Stevenson Ian H, Rebesco James M, Miller Lee E, Körding Konrad P
Department of Physiology, Feinberg School of Medicine, Northwestern University, Chicago, IL 60611, USA.
Curr Opin Neurobiol. 2008 Dec;18(6):582-8. doi: 10.1016/j.conb.2008.11.005. Epub 2008 Dec 8.

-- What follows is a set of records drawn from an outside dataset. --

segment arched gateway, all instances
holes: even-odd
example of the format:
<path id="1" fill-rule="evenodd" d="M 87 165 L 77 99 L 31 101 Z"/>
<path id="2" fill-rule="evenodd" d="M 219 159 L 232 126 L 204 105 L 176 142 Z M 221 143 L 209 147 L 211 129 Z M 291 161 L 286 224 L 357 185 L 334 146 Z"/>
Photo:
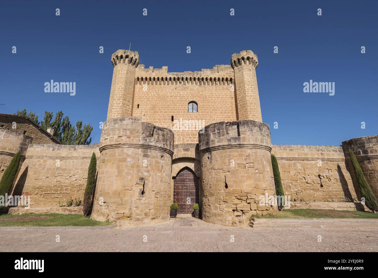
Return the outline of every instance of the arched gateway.
<path id="1" fill-rule="evenodd" d="M 178 205 L 178 213 L 192 213 L 193 205 L 198 203 L 198 178 L 187 167 L 181 169 L 173 184 L 173 202 Z"/>

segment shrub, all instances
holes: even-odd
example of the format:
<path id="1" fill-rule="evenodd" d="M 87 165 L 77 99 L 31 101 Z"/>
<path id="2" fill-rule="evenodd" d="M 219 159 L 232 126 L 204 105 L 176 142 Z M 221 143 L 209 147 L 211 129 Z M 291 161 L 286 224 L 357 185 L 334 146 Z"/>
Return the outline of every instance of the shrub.
<path id="1" fill-rule="evenodd" d="M 82 201 L 80 199 L 80 198 L 79 198 L 78 200 L 77 199 L 75 199 L 73 201 L 73 206 L 80 207 L 82 205 Z"/>
<path id="2" fill-rule="evenodd" d="M 367 183 L 366 179 L 365 178 L 361 167 L 358 164 L 356 156 L 350 148 L 349 155 L 353 165 L 353 169 L 354 170 L 358 188 L 361 192 L 361 197 L 365 198 L 365 204 L 373 212 L 378 210 L 378 201 L 377 201 L 377 199 L 373 193 L 372 188 Z"/>
<path id="3" fill-rule="evenodd" d="M 64 206 L 65 207 L 72 207 L 72 203 L 73 202 L 73 200 L 72 198 L 71 198 L 71 199 L 70 199 L 68 200 L 68 201 L 67 201 L 67 202 L 66 203 L 66 205 L 65 206 Z"/>
<path id="4" fill-rule="evenodd" d="M 282 188 L 282 184 L 281 181 L 281 175 L 280 174 L 280 170 L 278 168 L 278 163 L 277 162 L 277 159 L 274 154 L 270 154 L 270 157 L 272 160 L 272 167 L 273 167 L 273 175 L 274 178 L 274 185 L 276 187 L 276 195 L 277 196 L 284 196 L 284 188 Z M 279 206 L 279 208 L 280 210 L 285 205 L 284 198 L 280 198 L 281 200 L 280 205 Z"/>
<path id="5" fill-rule="evenodd" d="M 177 210 L 178 209 L 178 205 L 176 203 L 174 203 L 170 205 L 170 209 Z"/>
<path id="6" fill-rule="evenodd" d="M 94 187 L 96 185 L 96 171 L 97 160 L 94 152 L 92 154 L 91 161 L 88 167 L 88 175 L 87 180 L 87 186 L 84 192 L 84 201 L 83 203 L 83 212 L 84 215 L 88 216 L 92 212 L 93 205 Z"/>
<path id="7" fill-rule="evenodd" d="M 9 194 L 10 192 L 19 169 L 20 156 L 20 151 L 19 151 L 13 156 L 8 167 L 4 171 L 0 181 L 0 196 L 5 197 L 6 194 Z"/>

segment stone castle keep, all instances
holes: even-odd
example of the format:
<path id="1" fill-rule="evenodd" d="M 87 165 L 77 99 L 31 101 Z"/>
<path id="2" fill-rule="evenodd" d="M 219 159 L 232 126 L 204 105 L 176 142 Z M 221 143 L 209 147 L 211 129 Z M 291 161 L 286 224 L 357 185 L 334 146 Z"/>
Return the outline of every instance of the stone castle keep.
<path id="1" fill-rule="evenodd" d="M 230 65 L 194 72 L 145 68 L 137 52 L 123 49 L 111 61 L 99 144 L 61 145 L 27 117 L 0 114 L 0 178 L 20 150 L 12 194 L 30 195 L 31 208 L 52 211 L 59 202 L 82 199 L 93 152 L 98 171 L 91 218 L 121 225 L 168 221 L 173 202 L 179 213 L 192 213 L 198 203 L 204 221 L 227 225 L 274 213 L 276 206 L 259 202 L 262 195 L 276 195 L 271 153 L 285 194 L 296 205 L 342 202 L 355 208 L 361 196 L 349 148 L 378 197 L 378 136 L 339 146 L 272 145 L 252 51 L 234 53 Z M 15 130 L 15 122 L 24 127 Z"/>

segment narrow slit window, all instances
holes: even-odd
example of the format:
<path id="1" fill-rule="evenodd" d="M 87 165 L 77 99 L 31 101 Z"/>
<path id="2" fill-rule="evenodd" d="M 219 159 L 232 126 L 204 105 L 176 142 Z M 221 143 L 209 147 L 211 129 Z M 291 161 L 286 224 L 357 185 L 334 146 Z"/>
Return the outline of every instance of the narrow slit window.
<path id="1" fill-rule="evenodd" d="M 198 112 L 198 105 L 195 101 L 191 101 L 188 104 L 188 112 L 196 113 Z"/>

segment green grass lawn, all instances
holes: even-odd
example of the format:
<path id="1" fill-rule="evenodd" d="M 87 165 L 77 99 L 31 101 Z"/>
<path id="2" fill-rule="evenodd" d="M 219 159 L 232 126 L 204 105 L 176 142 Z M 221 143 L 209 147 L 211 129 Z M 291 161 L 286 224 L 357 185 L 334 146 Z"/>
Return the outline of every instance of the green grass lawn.
<path id="1" fill-rule="evenodd" d="M 295 208 L 284 210 L 277 214 L 261 216 L 254 215 L 256 218 L 378 218 L 378 213 L 350 210 L 335 210 L 314 208 Z"/>
<path id="2" fill-rule="evenodd" d="M 75 214 L 1 214 L 0 227 L 109 226 L 113 223 L 91 220 Z"/>

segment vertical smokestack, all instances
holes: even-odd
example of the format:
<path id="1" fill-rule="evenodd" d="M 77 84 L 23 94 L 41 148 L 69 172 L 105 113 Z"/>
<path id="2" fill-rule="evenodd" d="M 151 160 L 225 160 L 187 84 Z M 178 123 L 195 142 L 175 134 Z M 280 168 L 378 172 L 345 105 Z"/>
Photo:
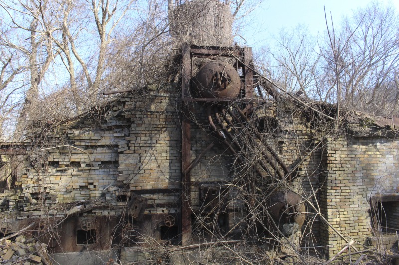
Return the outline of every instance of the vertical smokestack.
<path id="1" fill-rule="evenodd" d="M 168 2 L 171 31 L 178 41 L 198 45 L 232 45 L 233 17 L 228 5 L 218 0 L 196 0 L 175 8 L 171 1 Z"/>

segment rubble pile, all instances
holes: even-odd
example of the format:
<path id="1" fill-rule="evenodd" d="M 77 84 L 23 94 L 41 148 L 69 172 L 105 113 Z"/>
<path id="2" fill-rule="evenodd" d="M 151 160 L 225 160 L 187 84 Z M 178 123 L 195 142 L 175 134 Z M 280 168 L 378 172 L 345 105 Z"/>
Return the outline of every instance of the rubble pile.
<path id="1" fill-rule="evenodd" d="M 5 265 L 52 264 L 46 250 L 46 245 L 35 239 L 22 235 L 13 240 L 0 241 L 0 263 Z"/>

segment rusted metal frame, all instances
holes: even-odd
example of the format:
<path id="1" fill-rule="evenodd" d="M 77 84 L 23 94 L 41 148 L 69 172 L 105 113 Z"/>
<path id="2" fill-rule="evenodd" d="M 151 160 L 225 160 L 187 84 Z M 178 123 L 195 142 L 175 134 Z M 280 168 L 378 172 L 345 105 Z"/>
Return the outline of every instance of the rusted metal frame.
<path id="1" fill-rule="evenodd" d="M 281 160 L 281 159 L 280 158 L 280 157 L 277 154 L 277 153 L 273 150 L 273 148 L 271 148 L 269 144 L 266 143 L 263 137 L 262 137 L 262 135 L 258 131 L 256 128 L 254 128 L 253 126 L 249 123 L 249 121 L 248 120 L 248 118 L 245 116 L 245 114 L 244 114 L 242 111 L 239 109 L 239 108 L 236 108 L 237 109 L 237 112 L 239 113 L 240 115 L 244 119 L 244 121 L 245 121 L 248 124 L 248 126 L 251 129 L 251 130 L 255 133 L 255 135 L 257 137 L 258 139 L 259 139 L 261 142 L 264 145 L 267 149 L 267 151 L 271 154 L 273 157 L 277 161 L 278 164 L 281 167 L 283 170 L 284 171 L 284 173 L 287 175 L 287 178 L 288 179 L 288 181 L 290 183 L 291 183 L 291 174 L 290 174 L 289 170 L 288 170 L 288 168 L 285 165 L 285 163 L 284 163 L 284 161 Z"/>
<path id="2" fill-rule="evenodd" d="M 240 114 L 240 115 L 244 115 L 244 117 L 245 119 L 244 120 L 246 122 L 245 123 L 245 125 L 247 125 L 247 126 L 250 126 L 250 128 L 251 128 L 251 125 L 250 124 L 249 124 L 249 121 L 248 121 L 247 119 L 246 118 L 246 117 L 245 116 L 245 114 L 244 114 L 242 113 L 242 111 L 241 111 L 241 110 L 238 109 L 238 108 L 237 108 L 237 110 L 238 110 L 238 112 Z M 236 122 L 237 122 L 238 123 L 241 123 L 241 122 L 240 121 L 240 119 L 238 118 L 238 117 L 237 117 L 233 113 L 231 109 L 228 109 L 228 112 L 229 112 L 229 114 L 230 114 L 230 115 L 231 116 L 233 117 L 233 118 L 234 120 L 235 120 L 235 121 Z M 256 130 L 255 130 L 255 131 L 256 131 Z M 255 131 L 255 133 L 256 133 L 256 132 L 257 132 L 257 131 Z M 252 136 L 252 135 L 251 135 L 251 134 L 249 134 L 249 136 Z M 262 144 L 263 144 L 264 145 L 267 145 L 268 146 L 268 145 L 267 145 L 267 143 L 264 143 L 263 142 L 264 141 L 262 141 L 262 139 L 261 139 L 261 138 L 259 138 L 259 140 L 260 140 L 261 141 L 262 141 Z M 267 146 L 266 146 L 266 148 L 267 148 Z M 270 148 L 271 149 L 271 148 L 270 147 Z M 269 151 L 269 149 L 267 149 L 267 150 L 268 150 L 268 151 L 269 151 L 270 152 L 270 151 Z M 284 179 L 284 174 L 282 173 L 280 171 L 280 170 L 279 170 L 279 169 L 278 168 L 278 166 L 274 163 L 274 162 L 273 160 L 272 157 L 270 157 L 270 156 L 269 156 L 266 152 L 265 152 L 264 151 L 262 152 L 262 155 L 263 156 L 263 157 L 264 157 L 264 158 L 266 159 L 266 161 L 267 161 L 268 163 L 269 163 L 270 165 L 273 168 L 273 169 L 274 169 L 275 171 L 276 172 L 276 174 L 278 175 L 278 176 L 280 178 L 280 179 Z M 283 168 L 283 169 L 284 169 L 284 168 Z M 267 171 L 266 170 L 266 171 Z M 291 181 L 290 177 L 289 177 L 289 181 L 290 181 L 290 181 Z"/>
<path id="3" fill-rule="evenodd" d="M 205 154 L 208 152 L 208 151 L 209 151 L 211 149 L 212 149 L 212 148 L 213 147 L 214 145 L 215 145 L 214 143 L 213 142 L 211 143 L 210 144 L 209 144 L 207 146 L 207 147 L 206 147 L 206 148 L 205 148 L 202 152 L 201 152 L 201 153 L 200 155 L 197 156 L 197 157 L 195 159 L 194 159 L 193 162 L 191 162 L 191 164 L 190 164 L 190 165 L 189 166 L 189 167 L 186 169 L 184 170 L 184 171 L 183 171 L 183 174 L 187 174 L 188 173 L 189 173 L 192 170 L 192 169 L 193 169 L 193 168 L 195 167 L 197 165 L 197 164 L 198 164 L 198 163 L 200 162 L 201 159 L 203 157 L 203 156 L 204 156 Z"/>
<path id="4" fill-rule="evenodd" d="M 24 156 L 27 154 L 26 150 L 22 148 L 1 148 L 0 149 L 0 156 Z"/>
<path id="5" fill-rule="evenodd" d="M 224 126 L 224 124 L 223 124 L 221 120 L 220 120 L 220 118 L 219 115 L 219 110 L 217 110 L 215 112 L 215 116 L 216 116 L 216 120 L 217 121 L 217 123 L 218 125 L 221 127 L 222 130 L 224 132 L 224 135 L 230 139 L 230 141 L 231 143 L 234 144 L 237 148 L 238 148 L 240 150 L 242 149 L 241 145 L 239 144 L 239 143 L 237 141 L 237 140 L 234 138 L 231 134 L 230 134 L 226 127 Z"/>
<path id="6" fill-rule="evenodd" d="M 192 69 L 190 45 L 183 44 L 182 47 L 182 98 L 189 96 L 190 80 L 191 78 Z M 191 208 L 190 207 L 190 186 L 191 179 L 190 172 L 184 172 L 184 169 L 190 165 L 190 120 L 187 116 L 189 108 L 187 103 L 182 102 L 182 244 L 190 244 L 191 238 Z"/>
<path id="7" fill-rule="evenodd" d="M 256 139 L 252 134 L 248 134 L 248 136 L 251 138 L 251 140 L 252 140 L 252 142 L 256 143 Z M 250 148 L 251 150 L 256 149 L 256 146 L 250 146 Z M 262 158 L 264 158 L 266 161 L 267 161 L 267 163 L 269 163 L 269 165 L 272 167 L 272 168 L 274 170 L 275 174 L 277 175 L 280 179 L 284 179 L 284 174 L 283 173 L 281 172 L 280 169 L 279 169 L 278 165 L 277 165 L 273 160 L 273 158 L 269 155 L 269 154 L 266 152 L 265 152 L 264 150 L 261 150 L 261 153 L 262 154 Z M 273 175 L 268 167 L 267 165 L 266 165 L 263 160 L 259 160 L 257 162 L 260 164 L 261 167 L 265 170 L 265 171 L 267 172 L 270 175 Z"/>
<path id="8" fill-rule="evenodd" d="M 231 56 L 234 54 L 236 56 L 242 55 L 242 49 L 238 47 L 220 47 L 220 46 L 198 46 L 192 45 L 190 51 L 194 56 L 207 56 L 208 57 L 215 56 L 226 57 Z"/>
<path id="9" fill-rule="evenodd" d="M 222 139 L 225 140 L 226 136 L 223 135 L 221 132 L 220 132 L 220 130 L 218 130 L 217 128 L 215 125 L 215 124 L 213 123 L 213 120 L 212 118 L 212 105 L 208 105 L 206 107 L 206 116 L 208 118 L 208 121 L 209 121 L 209 125 L 212 129 L 213 129 L 213 131 L 217 134 L 218 136 Z"/>
<path id="10" fill-rule="evenodd" d="M 235 114 L 234 114 L 234 113 L 232 112 L 232 111 L 231 110 L 231 109 L 230 109 L 230 108 L 229 108 L 228 109 L 228 109 L 227 111 L 228 112 L 228 113 L 229 113 L 229 114 L 230 114 L 230 115 L 231 117 L 233 117 L 233 118 L 234 120 L 236 120 L 236 121 L 238 122 L 239 123 L 241 123 L 241 121 L 239 120 L 239 119 L 238 119 L 238 117 L 237 117 L 237 116 L 236 116 L 236 115 L 235 115 Z M 231 125 L 232 125 L 232 122 L 231 122 L 230 120 L 228 120 L 228 118 L 227 117 L 227 116 L 226 116 L 226 115 L 227 115 L 227 114 L 226 114 L 226 113 L 225 110 L 223 109 L 223 111 L 224 111 L 224 112 L 223 112 L 223 119 L 224 119 L 225 120 L 226 120 L 226 121 L 227 121 L 227 123 L 228 123 L 228 124 L 229 124 L 229 125 L 230 125 L 230 126 L 231 127 L 231 128 L 233 128 L 233 127 L 232 127 L 232 126 L 231 126 Z M 234 130 L 235 130 L 235 129 L 234 129 Z M 241 150 L 242 150 L 242 148 L 241 149 Z M 263 153 L 262 153 L 262 155 L 263 155 Z M 272 160 L 271 159 L 269 159 L 268 160 L 268 162 L 269 162 L 269 163 L 270 163 L 270 162 L 271 162 L 271 163 L 273 163 L 273 164 L 275 165 L 275 163 L 274 163 L 274 162 L 272 161 Z M 265 165 L 265 164 L 264 164 L 264 162 L 263 162 L 262 161 L 261 161 L 261 161 L 260 161 L 260 162 L 259 162 L 259 163 L 261 163 L 261 165 L 260 165 L 260 166 L 261 166 L 261 167 L 262 168 L 263 168 L 263 169 L 265 170 L 265 171 L 266 171 L 266 172 L 268 173 L 269 173 L 269 174 L 270 174 L 270 175 L 272 175 L 272 174 L 271 174 L 271 172 L 270 172 L 270 170 L 269 170 L 269 169 L 268 169 L 268 167 L 267 167 L 267 166 Z M 273 166 L 272 166 L 272 167 L 273 167 Z M 255 168 L 255 170 L 256 171 L 256 172 L 258 173 L 258 174 L 259 175 L 259 176 L 262 176 L 262 173 L 261 173 L 260 171 L 259 171 L 259 170 L 258 170 L 257 168 L 256 168 L 256 167 L 254 167 L 254 168 Z M 278 174 L 278 173 L 279 173 L 279 171 L 278 171 L 278 168 L 277 168 L 277 167 L 273 167 L 273 169 L 274 169 L 274 170 L 276 171 L 276 173 L 277 173 L 277 174 Z M 279 175 L 279 176 L 280 177 L 281 179 L 282 179 L 282 178 L 283 178 L 283 177 L 284 177 L 284 175 Z M 262 177 L 263 177 L 263 176 L 262 176 Z"/>
<path id="11" fill-rule="evenodd" d="M 189 97 L 190 81 L 192 76 L 190 46 L 188 43 L 182 46 L 182 99 Z"/>

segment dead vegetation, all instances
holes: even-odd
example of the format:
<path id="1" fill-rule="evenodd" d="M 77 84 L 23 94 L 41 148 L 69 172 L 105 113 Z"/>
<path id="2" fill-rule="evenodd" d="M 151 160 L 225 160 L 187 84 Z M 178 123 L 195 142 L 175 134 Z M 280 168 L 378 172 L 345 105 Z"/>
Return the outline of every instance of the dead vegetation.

A central question in neuroscience is how interactions between neurons give rise to behavior. In many electrophysiological experiments, the activity of a set of neurons is recorded while sensory stimuli or movement tasks are varied. Tools that aim to reveal underlying interactions between neurons from such data can be extremely useful. Traditionally, neuroscientists have studied these interactions using purely descriptive statistics (cross-correlograms or joint peri-stimulus time histograms). However, the interpretation of such data is often difficult, particularly as the number of recorded neurons grows. Recent research suggests that model-based, maximum likelihood methods can improve these analyses. In addition to estimating neural interactions, application of these techniques has improved decoding of external variables, created novel interpretations of existing electrophysiological data, and may provide new insight into how the brain represents information.
神经科学中的一个核心问题是神经元之间的相互作用如何产生行为。在许多电生理实验中,当感觉刺激或运动任务发生变化时,会记录一组神经元的活动。旨在从这些数据中揭示神经元之间潜在相互作用的工具可能非常有用。传统上,神经科学家使用纯描述性统计方法(互相关图或联合刺激时间直方图)来研究这些相互作用。然而,对这些数据的解释往往很困难,尤其是随着记录的神经元数量增加。最近的研究表明,基于模型的最大似然方法可以改进这些分析。除了估计神经相互作用外,这些技术的应用还改善了对外部变量的解码,对现有的电生理数据产生了新的解释,并可能为大脑如何表示信息提供新的见解。